Comments about Including the Science and Engineering Practice
Using the pasta models helps the students observe the cause and effect relationship of traits being passed from grandparents to parents to offspring and the resulting genetic variation. Sibling variations are also observed. To allow for student involvement and to extend the learning, you could allow students to ask questions about what could happen if…? and to manipulate the model after the initial activity.

Disciplinary Core Ideas

This resource was not designed to build towards this disciplinary core idea, but can be used to build towards it using the suggestions provided below.

Comments about Including the Disciplinary Core Idea
In the “Student Question” section, the “Reflect and Explain” and the “Apply and Extend” questions such as: “ How many genes did each child inherit from Mother? From Father?”’ can be used as formative assessments to check for student understanding of the DCI.

Crosscutting Concepts

This resource was not designed to build towards this crosscutting concept, but can be used to build towards it using the suggestions provided below.

Comments about Including the Crosscutting Concept
The activity models the random distribution of traits from parents to offspring. It shows how the random distribution of parental alleles results in siblings with a variety of possible combinations, except in identical twins. The section called “Basic Probability Questions” will allow the students to use Punnett Squares to make predictions and provide reasoning for their answers to these problems.

Resource Quality

  • Alignment to the Dimensions of the NGSS: The phenomenon observed in the natural world - that (except for identical twins) no two people are alike in their inherited traits is modeled in this activity and drives the three-dimensional learning. An initial discussion on the unique combination of traits within the class would allow the teacher to expose students’ thinking before facilitating students in exploring the phenomenon. The resource may be strengthened by combining it with other learning experiences, such as those found on the Teach Genetics website within the Introduction to Heredity and Traits section. The questions provided allow the students to understand and make sense of the phenomena.

  • Instructional Supports: This resource provides a context in which students can engage in three-dimensional learning to make sense of a phenomenon.

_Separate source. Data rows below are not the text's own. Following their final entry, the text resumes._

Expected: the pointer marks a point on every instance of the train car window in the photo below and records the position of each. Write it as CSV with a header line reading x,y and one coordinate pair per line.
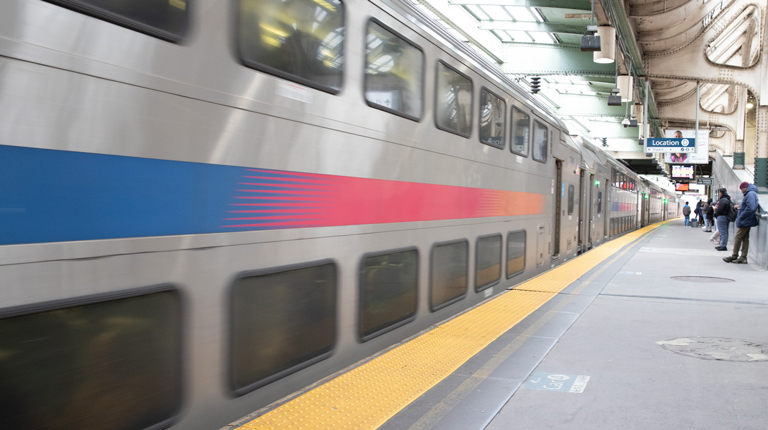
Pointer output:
x,y
164,19
540,142
109,361
599,202
448,273
488,261
453,100
493,113
300,40
282,320
394,72
521,132
388,291
515,253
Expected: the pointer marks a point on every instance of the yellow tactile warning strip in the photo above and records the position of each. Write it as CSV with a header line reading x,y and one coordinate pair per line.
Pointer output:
x,y
367,396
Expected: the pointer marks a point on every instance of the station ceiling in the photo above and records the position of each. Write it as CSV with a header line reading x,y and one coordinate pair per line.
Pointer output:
x,y
529,38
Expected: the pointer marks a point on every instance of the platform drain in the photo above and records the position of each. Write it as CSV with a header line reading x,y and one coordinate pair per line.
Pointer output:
x,y
715,348
702,279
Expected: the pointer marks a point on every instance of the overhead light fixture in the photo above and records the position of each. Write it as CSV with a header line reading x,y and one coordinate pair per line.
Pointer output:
x,y
614,99
607,52
535,85
591,42
626,85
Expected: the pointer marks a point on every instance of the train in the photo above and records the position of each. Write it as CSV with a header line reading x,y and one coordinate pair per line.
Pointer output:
x,y
209,205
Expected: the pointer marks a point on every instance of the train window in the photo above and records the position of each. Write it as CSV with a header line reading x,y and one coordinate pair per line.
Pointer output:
x,y
515,253
453,100
540,141
388,289
97,362
599,202
521,132
282,320
300,40
488,261
164,19
493,111
448,274
394,69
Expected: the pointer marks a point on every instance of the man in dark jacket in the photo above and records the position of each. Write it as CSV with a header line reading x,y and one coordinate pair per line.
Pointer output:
x,y
746,219
721,214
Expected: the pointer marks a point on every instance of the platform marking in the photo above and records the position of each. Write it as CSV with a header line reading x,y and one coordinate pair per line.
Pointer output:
x,y
557,382
440,410
367,396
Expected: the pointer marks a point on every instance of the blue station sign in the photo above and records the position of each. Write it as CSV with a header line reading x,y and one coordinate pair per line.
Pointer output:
x,y
669,144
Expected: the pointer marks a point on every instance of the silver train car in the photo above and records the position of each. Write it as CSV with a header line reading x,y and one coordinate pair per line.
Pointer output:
x,y
208,205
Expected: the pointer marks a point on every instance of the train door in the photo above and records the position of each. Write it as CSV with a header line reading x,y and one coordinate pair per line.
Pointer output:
x,y
541,245
607,210
589,210
583,208
559,194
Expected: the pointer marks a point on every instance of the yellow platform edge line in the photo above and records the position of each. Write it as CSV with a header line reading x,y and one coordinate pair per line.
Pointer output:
x,y
367,396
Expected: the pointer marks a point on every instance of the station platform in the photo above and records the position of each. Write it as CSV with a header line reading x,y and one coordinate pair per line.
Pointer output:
x,y
652,330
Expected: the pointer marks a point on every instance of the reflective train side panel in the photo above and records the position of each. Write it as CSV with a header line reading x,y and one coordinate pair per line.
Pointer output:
x,y
192,228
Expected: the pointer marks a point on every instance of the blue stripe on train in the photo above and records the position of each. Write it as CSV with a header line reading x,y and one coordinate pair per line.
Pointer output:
x,y
51,196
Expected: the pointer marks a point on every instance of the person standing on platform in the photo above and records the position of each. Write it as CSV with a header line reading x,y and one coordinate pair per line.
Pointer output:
x,y
746,219
721,214
710,216
697,211
716,235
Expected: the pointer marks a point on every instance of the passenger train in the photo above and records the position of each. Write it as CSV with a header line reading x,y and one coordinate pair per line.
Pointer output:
x,y
208,205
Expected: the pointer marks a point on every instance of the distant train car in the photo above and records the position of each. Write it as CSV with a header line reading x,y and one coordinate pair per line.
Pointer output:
x,y
206,208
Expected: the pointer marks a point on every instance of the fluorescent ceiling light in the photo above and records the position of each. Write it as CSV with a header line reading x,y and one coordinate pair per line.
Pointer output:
x,y
536,13
520,13
496,13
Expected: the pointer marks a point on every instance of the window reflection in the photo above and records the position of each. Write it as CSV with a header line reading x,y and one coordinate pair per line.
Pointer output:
x,y
493,109
388,285
301,40
540,141
454,101
393,72
521,132
166,19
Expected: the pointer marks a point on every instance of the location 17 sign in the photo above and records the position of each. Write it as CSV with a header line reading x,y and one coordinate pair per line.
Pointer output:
x,y
668,144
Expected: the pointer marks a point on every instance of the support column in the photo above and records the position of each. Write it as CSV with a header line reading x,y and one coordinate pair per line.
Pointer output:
x,y
761,149
741,125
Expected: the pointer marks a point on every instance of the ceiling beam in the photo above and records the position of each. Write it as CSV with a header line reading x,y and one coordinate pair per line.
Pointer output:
x,y
532,26
551,59
544,4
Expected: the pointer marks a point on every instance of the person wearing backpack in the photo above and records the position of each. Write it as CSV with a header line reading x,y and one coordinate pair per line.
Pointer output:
x,y
710,216
721,214
746,219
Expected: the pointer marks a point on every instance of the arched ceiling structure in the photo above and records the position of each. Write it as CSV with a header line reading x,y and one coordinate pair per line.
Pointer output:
x,y
673,44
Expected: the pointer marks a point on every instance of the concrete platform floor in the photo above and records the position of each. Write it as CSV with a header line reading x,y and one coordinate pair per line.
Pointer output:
x,y
609,331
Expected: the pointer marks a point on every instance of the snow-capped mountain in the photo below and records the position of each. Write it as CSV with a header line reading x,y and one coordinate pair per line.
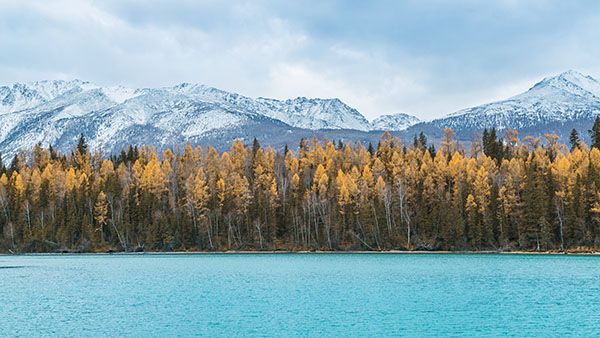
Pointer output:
x,y
56,112
398,121
315,113
570,96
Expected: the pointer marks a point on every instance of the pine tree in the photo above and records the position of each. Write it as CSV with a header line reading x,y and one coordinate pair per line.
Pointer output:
x,y
595,133
574,140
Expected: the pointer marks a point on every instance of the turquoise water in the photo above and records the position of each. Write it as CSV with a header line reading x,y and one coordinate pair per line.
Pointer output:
x,y
334,295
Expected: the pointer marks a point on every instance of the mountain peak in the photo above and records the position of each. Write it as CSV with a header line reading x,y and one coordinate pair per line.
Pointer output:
x,y
567,83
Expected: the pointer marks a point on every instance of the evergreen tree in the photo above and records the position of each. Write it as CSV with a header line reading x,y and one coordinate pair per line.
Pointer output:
x,y
595,133
574,140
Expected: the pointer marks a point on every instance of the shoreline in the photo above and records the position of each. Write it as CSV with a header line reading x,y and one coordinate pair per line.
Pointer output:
x,y
308,252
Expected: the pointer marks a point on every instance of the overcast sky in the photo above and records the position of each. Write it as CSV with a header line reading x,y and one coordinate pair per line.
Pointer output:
x,y
427,58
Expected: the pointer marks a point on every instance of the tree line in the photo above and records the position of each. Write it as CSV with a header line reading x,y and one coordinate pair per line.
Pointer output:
x,y
500,194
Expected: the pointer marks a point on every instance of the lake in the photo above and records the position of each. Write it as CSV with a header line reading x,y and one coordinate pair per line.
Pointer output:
x,y
304,295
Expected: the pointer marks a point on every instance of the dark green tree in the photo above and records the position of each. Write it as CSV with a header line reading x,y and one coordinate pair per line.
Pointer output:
x,y
595,133
574,139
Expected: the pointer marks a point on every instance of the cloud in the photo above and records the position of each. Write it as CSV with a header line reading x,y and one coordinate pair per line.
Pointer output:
x,y
426,58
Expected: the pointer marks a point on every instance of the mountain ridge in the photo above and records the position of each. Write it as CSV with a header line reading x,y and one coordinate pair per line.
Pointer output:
x,y
55,112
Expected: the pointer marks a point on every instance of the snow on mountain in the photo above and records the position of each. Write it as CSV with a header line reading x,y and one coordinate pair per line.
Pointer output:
x,y
566,97
315,113
56,112
398,121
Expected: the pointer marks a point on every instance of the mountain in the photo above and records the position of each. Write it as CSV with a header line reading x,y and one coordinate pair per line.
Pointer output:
x,y
553,105
398,121
56,112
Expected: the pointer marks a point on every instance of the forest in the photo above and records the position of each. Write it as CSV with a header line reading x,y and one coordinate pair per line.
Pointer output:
x,y
501,194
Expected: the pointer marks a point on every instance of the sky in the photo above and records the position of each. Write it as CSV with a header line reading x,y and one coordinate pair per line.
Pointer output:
x,y
426,58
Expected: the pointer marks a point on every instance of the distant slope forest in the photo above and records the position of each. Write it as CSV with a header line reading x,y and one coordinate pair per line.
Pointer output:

Throughout the lesson, teacher supports provide guidance for instruction. This resource is written as an activity to explore variation in sexually reproducing individuals. However, the resource needs to be combined with additional portions to be considered a lesson. It provides limited instructional supports, such as opportunities for students to build on feedback, and scaffolds to support students in engaging in practices or applying crosscutting concepts. The teacher will need to incorporate these supports while building a full instructional sequence around this resource. More resources from Teach Genetics will help to extend this resource as well as provide valuable background information for both educator and learner. Introduction to Heredity and Traits provide a sample lesson progression that can be used to strengthen student understanding of genetic concepts.

  • Monitoring Student Progress: The lesson provides for monitoring of the three dimensions of student learning through models and questions. The tasks assess students proficiency in modeling, with questions demonstrating the understanding of cause and effect of random inheritance of alleles from parent to offspring. In order to increase the evaluative nature of the activity, the teacher can incorporate a “Gallery Walk” of the student’s models to increase the data on variety in siblings. Group discussion of the posters should be done before the questions are attempted to prompt a more thorough assessment of the student understanding. A rubric is not provided, so the teacher may want to consider embedding formative assessments and rubrics when planning a full instructional sequence as seen in the following link: http://teach.genetics.utah.edu/content/heredity/.

  • Quality of Technological Interactivity: This is not an interactive, technology-based resource.